Basis of Presentation

In the opinion of management, the accompanying unaudited condensed consolidated financial statements contain all adjustments necessary to present fairly the financial position of Patterson Companies, Inc. (“Patterson” or “Company”) as of August 1, 2015, and our results of operations and cash flows for the periods ended August 1, 2015 and July 26, 2014. Such adjustments are of a normal recurring nature. The results of operations for the periods ended August 1, 2015 and July 26, 2014, are not necessarily indicative of the results to be expected for the full year. These financial statements should be read in conjunction with the financial statements included in our 2015 Annual Report on Form 10-K filed on June 24, 2015.

The condensed consolidated financial statements of our Company include the assets and liabilities of PDC Funding Company, LLC (“PDC Funding”) and PDC Funding Company II, LLC (“PDC Funding II”), wholly owned subsidiaries and separate legal entities under Minnesota law. PDC Funding and PDC Funding II are fully consolidated special purpose entities of our Company established to sell customer installment sale contracts to outside financial institutions in the normal course of business. The assets of PDC Funding and PDC Funding II would be available first and foremost to satisfy the claims of its creditors. There are no known creditors of PDC Funding or PDC Funding II.
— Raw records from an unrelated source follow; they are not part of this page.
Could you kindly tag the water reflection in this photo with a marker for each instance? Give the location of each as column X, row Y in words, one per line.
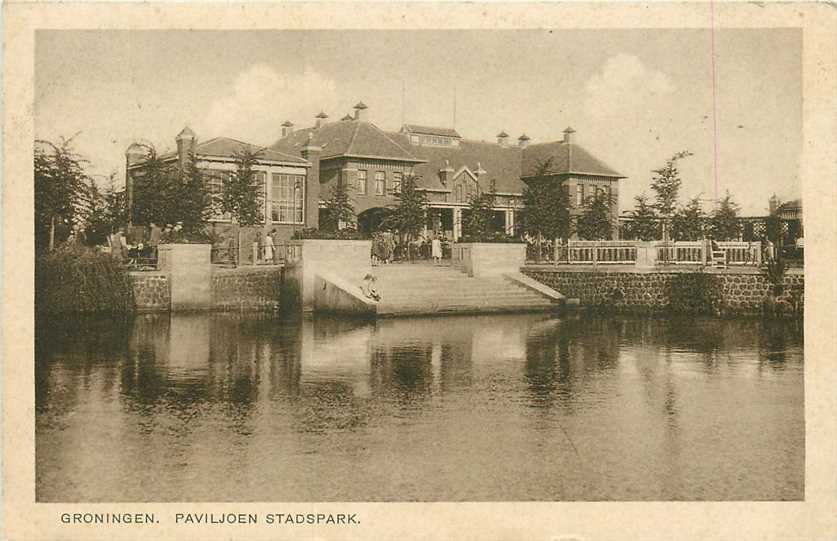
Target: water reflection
column 479, row 408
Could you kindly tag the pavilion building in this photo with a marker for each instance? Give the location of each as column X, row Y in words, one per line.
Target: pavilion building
column 300, row 170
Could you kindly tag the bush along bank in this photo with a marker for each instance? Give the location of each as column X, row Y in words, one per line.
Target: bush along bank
column 676, row 292
column 75, row 279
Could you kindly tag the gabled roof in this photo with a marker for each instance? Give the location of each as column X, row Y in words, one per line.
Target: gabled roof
column 224, row 147
column 353, row 138
column 566, row 158
column 430, row 130
column 501, row 163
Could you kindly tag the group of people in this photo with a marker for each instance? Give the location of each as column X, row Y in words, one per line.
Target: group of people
column 388, row 247
column 142, row 245
column 268, row 243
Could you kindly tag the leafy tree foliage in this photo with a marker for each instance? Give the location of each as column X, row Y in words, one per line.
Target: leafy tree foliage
column 242, row 195
column 166, row 194
column 478, row 221
column 547, row 206
column 339, row 212
column 666, row 185
column 594, row 222
column 644, row 224
column 409, row 215
column 60, row 182
column 106, row 210
column 689, row 222
column 724, row 222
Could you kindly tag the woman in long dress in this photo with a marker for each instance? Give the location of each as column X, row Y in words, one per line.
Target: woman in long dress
column 267, row 246
column 436, row 249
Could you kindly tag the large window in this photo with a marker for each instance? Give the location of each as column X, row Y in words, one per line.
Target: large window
column 361, row 182
column 380, row 183
column 214, row 180
column 397, row 177
column 286, row 198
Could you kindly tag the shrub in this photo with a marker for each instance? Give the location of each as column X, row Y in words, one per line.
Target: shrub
column 694, row 293
column 77, row 279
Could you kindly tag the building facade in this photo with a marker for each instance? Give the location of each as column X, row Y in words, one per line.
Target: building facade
column 303, row 167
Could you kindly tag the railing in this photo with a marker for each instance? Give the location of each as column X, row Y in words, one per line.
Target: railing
column 603, row 252
column 683, row 252
column 581, row 252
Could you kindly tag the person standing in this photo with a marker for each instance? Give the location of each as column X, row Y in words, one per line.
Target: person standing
column 436, row 249
column 267, row 247
column 154, row 235
column 274, row 244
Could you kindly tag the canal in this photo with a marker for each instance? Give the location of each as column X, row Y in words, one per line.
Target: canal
column 221, row 407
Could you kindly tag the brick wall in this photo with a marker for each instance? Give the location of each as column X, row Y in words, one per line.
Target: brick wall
column 246, row 288
column 740, row 292
column 151, row 291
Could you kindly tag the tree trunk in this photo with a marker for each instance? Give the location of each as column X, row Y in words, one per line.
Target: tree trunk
column 51, row 233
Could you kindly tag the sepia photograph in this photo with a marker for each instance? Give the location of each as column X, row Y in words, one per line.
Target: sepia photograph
column 349, row 271
column 430, row 266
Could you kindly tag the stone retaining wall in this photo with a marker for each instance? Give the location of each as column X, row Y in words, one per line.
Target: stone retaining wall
column 152, row 291
column 247, row 288
column 741, row 292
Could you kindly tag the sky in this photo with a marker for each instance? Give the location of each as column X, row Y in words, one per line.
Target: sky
column 635, row 97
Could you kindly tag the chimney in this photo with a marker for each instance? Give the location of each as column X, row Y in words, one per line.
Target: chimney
column 774, row 203
column 287, row 128
column 185, row 146
column 360, row 111
column 568, row 135
column 446, row 173
column 133, row 154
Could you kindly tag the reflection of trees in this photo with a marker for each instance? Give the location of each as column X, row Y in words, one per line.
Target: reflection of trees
column 82, row 347
column 562, row 359
column 403, row 373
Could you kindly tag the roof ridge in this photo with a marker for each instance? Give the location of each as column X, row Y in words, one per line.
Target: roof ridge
column 352, row 140
column 391, row 140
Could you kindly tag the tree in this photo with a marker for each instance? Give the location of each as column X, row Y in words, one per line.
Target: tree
column 689, row 222
column 191, row 204
column 339, row 211
column 666, row 185
column 724, row 223
column 60, row 182
column 241, row 195
column 409, row 215
column 594, row 222
column 154, row 196
column 644, row 224
column 241, row 192
column 546, row 206
column 166, row 194
column 478, row 223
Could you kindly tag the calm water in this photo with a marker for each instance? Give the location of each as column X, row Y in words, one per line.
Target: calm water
column 252, row 408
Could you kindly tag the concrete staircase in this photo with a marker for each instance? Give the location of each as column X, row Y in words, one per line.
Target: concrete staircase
column 427, row 289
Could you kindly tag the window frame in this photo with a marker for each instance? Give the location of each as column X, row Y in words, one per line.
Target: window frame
column 292, row 206
column 381, row 177
column 361, row 182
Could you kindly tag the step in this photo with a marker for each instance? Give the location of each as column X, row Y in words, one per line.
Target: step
column 463, row 302
column 405, row 310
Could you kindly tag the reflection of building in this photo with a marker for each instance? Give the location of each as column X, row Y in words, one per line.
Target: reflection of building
column 299, row 171
column 373, row 162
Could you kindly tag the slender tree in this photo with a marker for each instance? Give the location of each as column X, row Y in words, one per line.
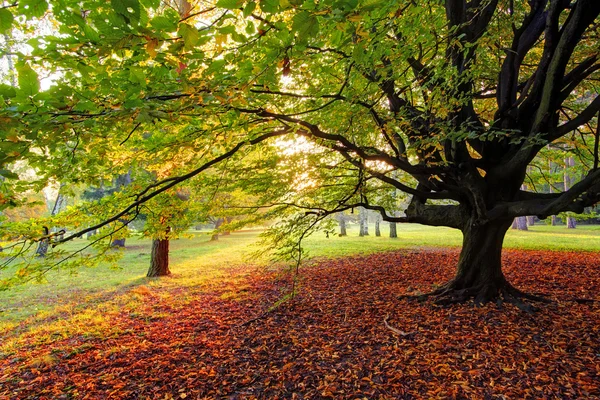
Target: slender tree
column 447, row 101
Through fiscal year 2015, Patterson was comprised of three reportable segments: dental supply, veterinary supply, and rehabilitation supply. In the first quarter of fiscal 2016, we re-evaluated our reportable segments as a result of entering into a definitive agreement to sell our rehabilitation supply business and completing the acquisition of Animal Health International, Inc. We are now comprised of three different reportable segments: Dental, Animal Health and Corporate. Prior period segment results have been restated to conform to this revised current period presentation.

Fiscal Year End

We operate with a 52-53 week accounting convention with our fiscal year ending on the last Saturday in April. The first quarter of fiscal years 2016 and 2015 represents the 14 weeks ended August 1, 2015 and the 13 weeks ended July 26, 2014, respectively. Fiscal year 2016 will include 53 weeks and fiscal 2015 included 52 weeks of operations.

Comprehensive Income

Comprehensive income is computed as net income including certain other items that are recorded directly to stockholders’ equity. Significant items included in comprehensive income are foreign currency translation adjustments and the effective portion of cash flow hedges, net of tax. Foreign currency translation adjustments do not include a provision for income tax on earnings from foreign operations that are considered to be indefinitely reinvested outside the U.S. The income tax benefit/(loss) related to cash flow hedges was $(85) and $4,813 for the three months ended August 1, 2015 and July 26, 2014, respectively.

 

Earnings Per Share

The following table sets forth the computation of the weighted average shares outstanding used to calculate basic and diluted earnings per share:

 

     Three Months Ended  
     August 1,      July 26,  
     2015      2014  

Denominator for basic earnings per share – weighted average shares

     99,436         99,329   

Effect of dilutive securities – stock options, restricted stock and stock purchase plans

     726         853   
  

 

 

    

 

 

 

Denominator for diluted earnings per share – weighted average shares

     100,162         100,182   
  

 

 

    

 

 

 

Potentially dilutive securities representing 939 and 2 shares for the three months ended August 1, 2015 and July 26, 2014, respectively, were excluded from the calculation of diluted earnings per share because their effect would have been anti-dilutive.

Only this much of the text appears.